Em uma fala na manhã desta quinta-feira (23), em Planaltina, Goiás, o presidente da República, Luiz Inácio Lula da Silva (PT), afirmou em tom bem-humorado que pretende levar um pé de jabuticaba para Trump, com a intenção de “acalmar” o líder norte-americano.
“Agora, quando eu viajar, eu vou tentar levar um pé de jabuticaba para o Xi Jinping, vou tentar levar um para o Trump para acalmar ele. Dizer para ele que jabuticaba é calmante. Levar maracujá”, disse Lula. O presidente deu a declaração durante sua participação na Feira Brasil na Mesa, realizada pela Embrapa, em Planaltina, no Distrito Federal.

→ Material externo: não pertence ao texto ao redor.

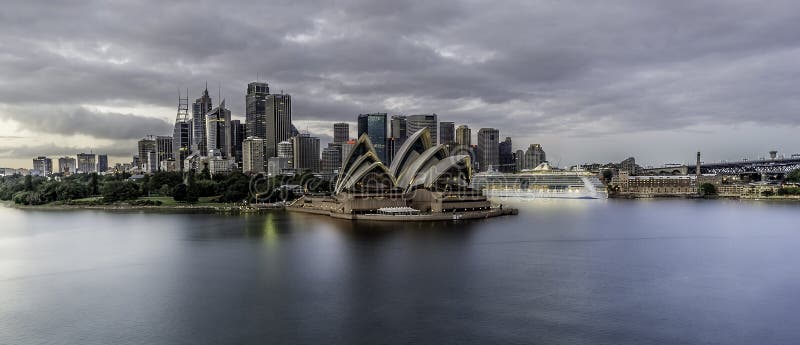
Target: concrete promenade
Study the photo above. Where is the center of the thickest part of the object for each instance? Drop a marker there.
(495, 212)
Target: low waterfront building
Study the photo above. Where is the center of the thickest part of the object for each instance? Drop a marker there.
(422, 176)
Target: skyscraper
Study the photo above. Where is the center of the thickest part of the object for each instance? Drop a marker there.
(238, 130)
(43, 165)
(256, 109)
(218, 131)
(146, 145)
(253, 155)
(488, 151)
(447, 133)
(102, 163)
(331, 158)
(306, 153)
(341, 132)
(278, 122)
(374, 125)
(416, 122)
(463, 140)
(200, 107)
(164, 146)
(67, 165)
(506, 156)
(87, 163)
(534, 156)
(182, 132)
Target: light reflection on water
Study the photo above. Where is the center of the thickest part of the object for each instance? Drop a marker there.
(563, 271)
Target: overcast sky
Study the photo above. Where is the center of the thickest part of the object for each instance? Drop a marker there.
(590, 81)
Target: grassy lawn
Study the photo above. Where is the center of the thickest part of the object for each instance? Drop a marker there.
(169, 201)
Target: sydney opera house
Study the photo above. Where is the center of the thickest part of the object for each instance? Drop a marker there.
(422, 179)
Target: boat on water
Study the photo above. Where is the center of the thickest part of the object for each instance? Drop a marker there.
(540, 182)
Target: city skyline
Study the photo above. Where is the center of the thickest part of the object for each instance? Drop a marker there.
(593, 90)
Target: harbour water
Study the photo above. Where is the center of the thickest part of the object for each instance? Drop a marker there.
(561, 272)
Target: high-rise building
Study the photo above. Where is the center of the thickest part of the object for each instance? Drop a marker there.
(506, 156)
(67, 165)
(253, 155)
(374, 125)
(534, 156)
(87, 163)
(519, 160)
(488, 151)
(43, 166)
(346, 148)
(306, 153)
(146, 145)
(153, 164)
(238, 130)
(218, 131)
(164, 146)
(182, 132)
(463, 140)
(416, 122)
(341, 132)
(200, 107)
(256, 109)
(102, 163)
(447, 133)
(279, 121)
(331, 158)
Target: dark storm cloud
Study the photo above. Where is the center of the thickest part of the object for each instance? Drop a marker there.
(87, 122)
(588, 68)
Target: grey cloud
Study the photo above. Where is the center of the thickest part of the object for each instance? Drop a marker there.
(528, 67)
(84, 121)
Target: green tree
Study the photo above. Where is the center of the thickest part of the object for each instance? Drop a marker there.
(708, 189)
(29, 183)
(191, 188)
(794, 176)
(120, 190)
(94, 184)
(180, 192)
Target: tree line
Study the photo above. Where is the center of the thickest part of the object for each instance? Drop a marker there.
(188, 187)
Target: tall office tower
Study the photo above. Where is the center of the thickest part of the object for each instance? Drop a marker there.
(253, 155)
(506, 156)
(200, 107)
(534, 156)
(417, 122)
(519, 160)
(67, 165)
(102, 163)
(463, 141)
(488, 152)
(374, 125)
(164, 146)
(331, 158)
(256, 109)
(279, 121)
(238, 130)
(447, 133)
(218, 131)
(306, 153)
(341, 132)
(346, 148)
(398, 133)
(182, 132)
(43, 165)
(87, 163)
(146, 145)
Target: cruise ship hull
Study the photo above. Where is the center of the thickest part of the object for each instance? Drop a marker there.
(530, 195)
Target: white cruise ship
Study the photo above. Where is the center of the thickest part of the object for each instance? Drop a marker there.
(541, 182)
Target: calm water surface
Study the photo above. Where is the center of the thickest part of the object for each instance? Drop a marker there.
(562, 272)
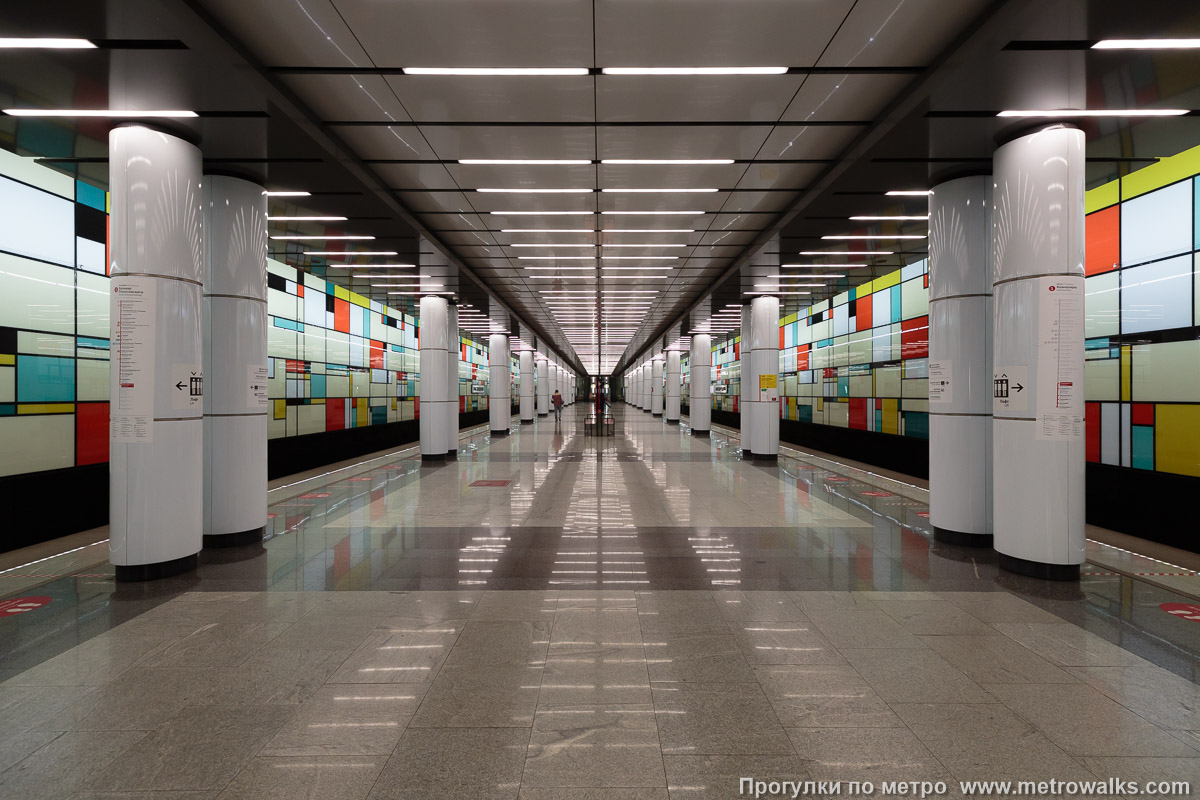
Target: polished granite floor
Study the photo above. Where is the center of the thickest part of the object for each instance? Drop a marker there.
(631, 618)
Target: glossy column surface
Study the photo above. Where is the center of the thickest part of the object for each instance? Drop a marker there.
(765, 362)
(701, 404)
(433, 361)
(960, 355)
(543, 386)
(673, 377)
(455, 402)
(235, 365)
(156, 438)
(1038, 440)
(657, 385)
(499, 378)
(525, 385)
(744, 371)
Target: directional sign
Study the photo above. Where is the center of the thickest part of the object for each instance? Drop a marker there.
(1009, 392)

Lula justificou a fala afirmando que o Brasil tem potencial, mas muitas vezes não sabe aproveitá-lo: “Por que sabe o que acontece? O Brasil tem um potencial extraordinário, mas, muitas vezes, nós não sabemos aproveitar”.
Brasil e Estados Unidos voltaram a enfrentar momentos de tensão após a detenção e posterior soltura do ex-deputado Alexandre Ramagem em solo norte-americano, episódio que levou o governo dos EUA a ordenar a retirada de um delegado da Polícia Federal que atuava no país e gerou resposta do Palácio do Planalto, com base no princípio da reciprocidade.
Essa não é a primeira vez que o presidente brinca em presentear o norte-americano com a fruta. No ano passado, em meio ao cenário de tarifas de 50% impostas por Trump a produtos brasileiros, Lula também afirmou que levaria jabuticaba para o presidente dos EUA.
Feira Brasil na Mesa
O evento é realizado pela Empresa Brasileira de Pesquisa Agropecuária (Embrapa) e tem como objetivo promover o conhecimento, a valorização e o consumo de alimentos e bebidas da sociobiodiversidade brasileira, evidenciando o papel da pesquisa agropecuária e das políticas públicas no desenvolvimento sustentável.
Junto a pesquisadores, Lula visitou o “pomar da ciência”, que conta com cultivos de baunilha, açaí, pitaya, maracujá, entre outras espécies.
Durante a programação, Lula também ressaltou a importância da circulação nacional do potencial frutífero do Brasil: “Nós, brasileiros, ficamos muito preocupados em exportar os nossos produtos, mas muitas vezes a gente esquece que a gente tem um mercado extraordinário no país. […] Ou seja, nós temos um mercado com uma classe média muito diversa, que pode consumir tudo aquilo que a gente pensa em vender para os europeus, para os chineses, para os americanos”.